From 45dfc4ec66f1e3a16ba44e3e63629503a2ff7f53 Mon Sep 17 00:00:00 2001
From: YeonGyu-Kim <code.yeon.gyu@gmail.com>
Date: Tue, 10 Feb 2026 15:40:06 +0900
Subject: [PATCH] feat(atlas): enforce mandatory manual code review and direct
 boulder state checks

- VERIFICATION_REMINDER: add Step 2 manual code review (non-negotiable)
  - Require Read of EVERY changed file line by line
  - Cross-check subagent claims vs actual code
  - Verify logic correctness, completeness, edge cases, patterns
- Add Step 5: direct boulder state check via Read plan file
  - Count remaining tasks directly, no cached state
- BOULDER_CONTINUATION_PROMPT: add first rule to read plan file immediately
- verification-reminders.ts: restructure steps 5-8 for boulder/todo checks
- Atlas default.ts (Claude): enhance 3.4 QA with A/B/C/D sections
  - A: Automated verification
  - B: Manual code review (non-negotiable)
  - C: Hands-on QA (if applicable)
  - D: Check boulder state directly
- Atlas gpt.ts (GPT-5.2): apply same QA enhancements with GPT-optimized structure
- verification_rules: update both Claude and GPT versions with manual review requirements

Addresses issue where Atlas would skip manual code inspection after delegation,
leading to rubber-stamping of broken or incomplete work.
---
 src/agents/atlas/default.ts                  | 83 +++++++++++++-------
 src/agents/atlas/gpt.ts                      | 62 ++++++++++++---
 src/hooks/atlas/system-reminder-templates.ts | 33 ++++++--
 src/hooks/atlas/verification-reminders.ts    | 30 +++++--
 4 files changed, 154 insertions(+), 54 deletions(-)

diff --git a/src/agents/atlas/default.ts b/src/agents/atlas/default.ts
index 2568d5111..5f3447992 100644
--- a/src/agents/atlas/default.ts
+++ b/src/agents/atlas/default.ts
@@ -178,34 +178,54 @@ task(
 )
 \`\`\`
 
-### 3.4 Verify (PROJECT-LEVEL QA)
+### 3.4 Verify (MANDATORY — EVERY SINGLE DELEGATION)
 
-**After EVERY delegation, YOU must verify:**
+**You are the QA gate.
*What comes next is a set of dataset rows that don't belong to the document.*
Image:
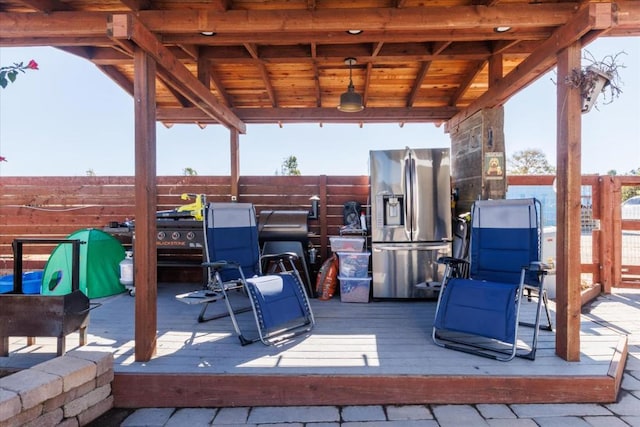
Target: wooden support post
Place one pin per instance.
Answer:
(616, 231)
(234, 151)
(145, 252)
(606, 230)
(322, 216)
(568, 301)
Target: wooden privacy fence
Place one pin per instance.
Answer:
(53, 207)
Subagents lie. Automated checks alone are NOT enough.**
 
-1. **Project-level diagnostics**:
-   \`lsp_diagnostics(filePath="src/")\` or \`lsp_diagnostics(filePath=".")\`
-   MUST return ZERO errors
+After EVERY delegation, complete ALL of these steps — no shortcuts:
 
-2. **Build verification**:
-   \`bun run build\` or \`bun run typecheck\`
-   Exit code MUST be 0
+#### A. Automated Verification
+1. \`lsp_diagnostics(filePath=".")\` → ZERO errors at project level
+2. \`bun run build\` or \`bun run typecheck\` → exit code 0
+3. \`bun test\` → ALL tests pass
 
-3. **Test verification**:
-   \`bun test\`
-   ALL tests MUST pass
+#### B. Manual Code Review (NON-NEGOTIABLE — DO NOT SKIP)
 
-4. **Manual inspection**:
-   - Read changed files
-   - Confirm changes match requirements
-   - Check for regressions
+**This is the step you are most tempted to skip. DO NOT SKIP IT.**
 
-**Checklist:**
+1. \`Read\` EVERY file the subagent created or modified — no exceptions
+2. For EACH file, check line by line:
+   - Does the logic actually implement the task requirement?
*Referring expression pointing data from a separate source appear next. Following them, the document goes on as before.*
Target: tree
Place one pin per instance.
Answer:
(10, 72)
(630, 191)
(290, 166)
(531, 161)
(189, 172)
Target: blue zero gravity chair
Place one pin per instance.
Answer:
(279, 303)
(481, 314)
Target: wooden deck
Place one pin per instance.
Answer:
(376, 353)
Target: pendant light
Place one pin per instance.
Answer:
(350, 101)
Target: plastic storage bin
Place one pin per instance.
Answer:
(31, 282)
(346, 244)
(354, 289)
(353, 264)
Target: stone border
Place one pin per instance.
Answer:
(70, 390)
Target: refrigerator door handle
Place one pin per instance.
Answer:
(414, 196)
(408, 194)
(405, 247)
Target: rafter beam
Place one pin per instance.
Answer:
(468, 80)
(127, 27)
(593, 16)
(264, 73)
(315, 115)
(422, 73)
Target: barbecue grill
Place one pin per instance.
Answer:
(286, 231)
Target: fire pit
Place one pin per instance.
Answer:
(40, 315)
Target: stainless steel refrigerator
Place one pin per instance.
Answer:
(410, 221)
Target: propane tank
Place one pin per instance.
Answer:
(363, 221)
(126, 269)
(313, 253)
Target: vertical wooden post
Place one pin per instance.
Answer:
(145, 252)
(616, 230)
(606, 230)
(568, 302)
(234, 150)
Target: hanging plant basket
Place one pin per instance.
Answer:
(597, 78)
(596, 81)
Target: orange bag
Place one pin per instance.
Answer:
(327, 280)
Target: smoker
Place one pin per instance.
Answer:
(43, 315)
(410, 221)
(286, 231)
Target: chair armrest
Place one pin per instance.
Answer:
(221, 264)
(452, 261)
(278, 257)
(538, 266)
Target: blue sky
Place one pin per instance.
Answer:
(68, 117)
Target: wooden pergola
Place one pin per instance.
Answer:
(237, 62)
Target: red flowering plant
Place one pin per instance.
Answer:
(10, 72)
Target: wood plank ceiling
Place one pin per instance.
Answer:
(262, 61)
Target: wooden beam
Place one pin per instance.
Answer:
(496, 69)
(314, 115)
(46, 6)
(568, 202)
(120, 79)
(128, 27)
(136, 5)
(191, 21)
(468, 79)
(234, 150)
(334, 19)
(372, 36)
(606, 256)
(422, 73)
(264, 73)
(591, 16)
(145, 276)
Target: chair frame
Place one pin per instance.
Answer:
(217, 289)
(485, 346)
+   - Are there stubs, TODOs, placeholders, or hardcoded values?
+   - Are there logic errors or missing edge cases?
+   - Does it follow the existing codebase patterns?
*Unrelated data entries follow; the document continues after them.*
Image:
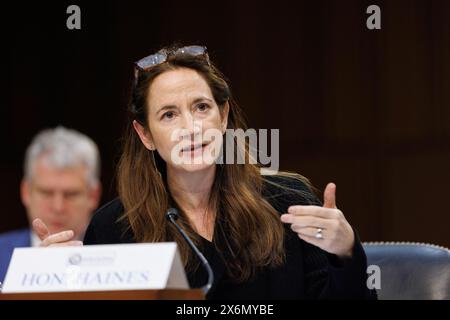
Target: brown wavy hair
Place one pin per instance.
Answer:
(254, 232)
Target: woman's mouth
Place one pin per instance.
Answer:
(195, 148)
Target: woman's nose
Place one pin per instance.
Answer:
(191, 126)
+   - Are imports correct and complete?
+3. Cross-reference: compare what subagent CLAIMED vs what the code ACTUALLY does
+4. If anything doesn't match → resume session and fix immediately
+
+**If you cannot explain what the changed code does, you have not reviewed it.**
+
+#### C. Hands-On QA (if applicable)
+| Deliverable | Method | Tool |
+|-------------|--------|------|
+| Frontend/UI | Browser | \`/playwright\` |
+| TUI/CLI | Interactive | \`interactive_bash\` |
+| API/Backend | Real requests | curl |
+
+#### D. Check Boulder State Directly
+
+After verification, READ the plan file directly — every time, no exceptions:
 \`\`\`
-[ ] lsp_diagnostics at project level - ZERO errors
-[ ] Build command - exit 0
-[ ] Test suite - all pass
-[ ] Files exist and match requirements
-[ ] No regressions
+Read(".sisyphus/tasks/{plan-name}.yaml")
+\`\`\`
+Count remaining \`- [ ]\` tasks. This is your ground truth for what comes next.
+
+**Checklist (ALL must be checked):**
+\`\`\`
+[ ] Automated: lsp_diagnostics clean, build passes, tests pass
+[ ] Manual: Read EVERY changed file, verified logic matches requirements
+[ ] Cross-check: Subagent claims match actual code
+[ ] Boulder: Read plan file, confirmed current progress
 \`\`\`
 
 **If verification fails**: Resume the SAME session with the ACTUAL error output:
@@ -325,22 +345,25 @@ task(category="quick", load_skills=[], run_in_background=false, prompt="Task 4..
 
 You are the QA gate. Subagents lie. Verify EVERYTHING.
 
-**After each delegation**:
-1. \`lsp_diagnostics\` at PROJECT level (not file level)
-2. Run build command
-3. Run test suite
-4. Read changed files manually
-5. Confirm requirements met
+**After each delegation — BOTH automated AND manual verification are MANDATORY:**
+
+1. \`lsp_diagnostics\` at PROJECT level → ZERO errors
+2. Run build command → exit 0
+3. Run test suite → ALL pass
+4. **\`Read\` EVERY changed file line by line** → logic matches requirements
+5. **Cross-check**: subagent's claims vs actual code — do they match?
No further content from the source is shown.